Fit und gesund
14.06.2019 GesundheitIn der Beilage «Thema» wird der Frage nachgegangen, wie man am besten «Fit und gesund in den Sommer» kommt. In den Regionen Wohlen, Bremgarten und Muri wurde so das Augenmerk einer besonderen Geschichte gewidmet. So wird in Bünzen das Wassertreten thematisiert und in ...
In der Beilage «Thema» wird der Frage nachgegangen, wie man am besten «Fit und gesund in den Sommer» kommt. In den Regionen Wohlen, Bremgarten und Muri wurde so das Augenmerk einer besonderen Geschichte gewidmet. So wird in Bünzen das Wassertreten thematisiert und in Wohlen ein Coach befragt. In Zufikon wird der Vitaparcours besucht. Den Auftakt der Beilage machen die Ärzte aus dem Spital Muri, sie beantworten die Frage: «Wie gesund sind wir Schweizer?» --sab
«Übergewicht ist ein soziales Problem»
«Fit und gesund in den Sommer»: Interview rund um die Gesundheit und zum Thema krankhaftes Übergewicht
Viele Menschen leiden an Übergewicht oder gar Fettleibigkeit (Adipositas). Dass es diesen Betroffenen aber einfach an Disziplin für ein gesundes Leben fehlt, dem widersprechen die Ärzte Markus von der Groeben, Leitender Arzt Chirurgie, und Gerfried Teufelberger, Chefarzt Chirurgie, vom Spital Muri.
Sabrina Salm
Wie gesund sind wir Schweizer?
Gerfried Teufelberger: Grundsätzlich sind die Schweizer sehr gesund. Das fällt mir besonders dann auf, wenn ich es mit früher vergleiche. Wir sind fitter und werden älter.
Markus von der Groeben: Die körperlichen Gebrechen werden weniger.
Gerfried Teufelberger: Dafür fällt auf, dass die psychischen Beschwerden mehr vorhanden sind.
Wie meinen Sie das?
Gerfried Teufelberger: Der gesellschaftliche Druck und der Druck, den man sich selber macht, sind grösser und belasten.
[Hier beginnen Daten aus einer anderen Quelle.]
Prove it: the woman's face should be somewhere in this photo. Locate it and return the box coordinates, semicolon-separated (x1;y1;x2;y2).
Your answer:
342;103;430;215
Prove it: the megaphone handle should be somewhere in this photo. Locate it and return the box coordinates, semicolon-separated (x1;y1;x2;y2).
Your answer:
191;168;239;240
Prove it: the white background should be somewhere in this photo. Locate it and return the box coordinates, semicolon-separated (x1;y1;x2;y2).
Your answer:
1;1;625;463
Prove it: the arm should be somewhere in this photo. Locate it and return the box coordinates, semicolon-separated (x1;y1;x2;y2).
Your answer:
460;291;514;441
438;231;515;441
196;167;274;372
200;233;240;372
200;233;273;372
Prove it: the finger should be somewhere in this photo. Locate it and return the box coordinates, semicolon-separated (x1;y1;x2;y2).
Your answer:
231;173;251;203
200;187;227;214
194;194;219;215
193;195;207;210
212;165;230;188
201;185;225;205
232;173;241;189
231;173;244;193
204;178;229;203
Die Menschen sind in vielen Belangen gestresster.
Halten wir also fest, die Schweizer sind grundsätzlich fit und gesund. Trotzdem steigt die Anzahl der adipösen Bevölkerung seit den 80er stetig.
Gerfried Teufelberger: Das stimmt. Aber im Vergleich sind wir in der Schweiz gut unterwegs. Hier ist der Durchschnitt schlanker als sonst in Europa.
Was sind die Gefahren von Adipositas?
Markus von der Groeben: Die Nebenerkrankungen sind vielseitig. Diabetes und Bluthochdruck sind nur zwei Beispiele. Die Gefahr eines Herzinfarkts oder eines Hirnschlages steigt. Auch ist Adipositas assoziiert mit mehr Krebserkrankungen.
Gerfried Teufelberger: Nicht zu vergessen ist der psychologische Aspekt. Die soziale Ausgrenzung, unter der die Betroffenen leiden, der Rückzug der Erkrankten aus dem Leben oder auch der unerfüllte Kinderwunsch sind solche Beschwerden.
Wer ist vom extremen Übergewicht betroffen?
Markus von der Groeben: Da gibt es verschiedene Ansätze und viele Einflüsse spielen zusammen. Viele Menschen mit massivem Übergewicht hatten schon als Kind mit dem Gewicht zu kämpfen.
Gerfried Teufelberger: Aber auch viele Frauen sind nach einer Schwangerschaft davon betroffen. Die meisten unserer Patienten sind zwischen 28 und 45 Jahre alt. Auffallend ist auch, dass viele aus Schicht mit eher geringem Einkommen betroffen sind.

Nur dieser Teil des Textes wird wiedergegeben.